Background: Members of the Id helix-loop-helix proteins are key regulators of cell growth and differentiation in a variety of cell types. They are also required for cell cycle progression and regulate tumor angiogenesis. Furthermore, deregulated expression of Id proteins has been observed in some human malignancies. Therefore we hypothesized that the Id-1 gene may play a role in papillary thyroid carcinogenesis.
Methods: Id-1 gene expression was characterized by Northern blot analysis and Id-1 immunohistochemistry in human thyroid tissue. Id-1 gene expression and regulation was evaluated in a human papillary thyroid cancer cell line, TPC-1, by Northern blot analysis.
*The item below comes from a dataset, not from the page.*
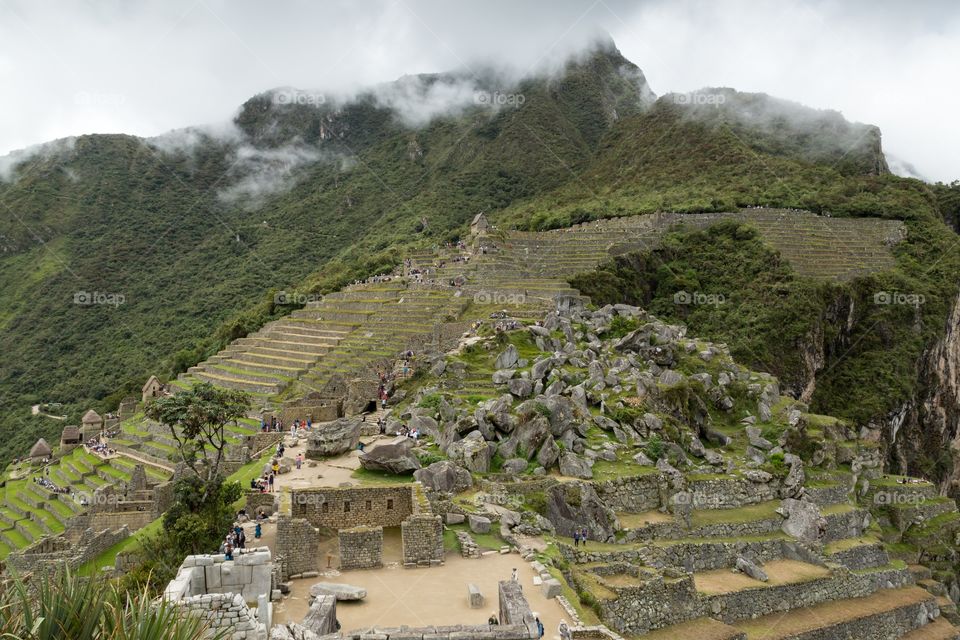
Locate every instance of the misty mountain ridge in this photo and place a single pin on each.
(197, 227)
Results: The Id-1 gene was significantly overexpressed in papillary thyroid cancer compared with normal thyroid tissue from the same patients (n = 18) by both Northern blot analysis and semiquantitative Id-1 immunohistochemistry (P <.001). Id-1 immunoreactivity was primarily localized to the cytoplasm of the thyroid follicular cells. In the TPC-1 cell line, stimulation by TSH and serum up-regulated Id-1 mRNA expression 1.5- and 4.0-fold, respectively. Activation of the mitogen intracellular protein kinase A and protein kinase C signaling pathways also up-regulated Id-1 mRNA expression. Inhibition of Id-1 mRNA expression with Id-1 antisense oligonucleotide inhibited growth compared with control Id-1 sense and random oligonucleotides (P <.05).
Conclusions: The Id-1 gene is overexpressed in papillary thyroid cancer. Id-1 may play a role in the regulation of growth in papillary thyroid cancer.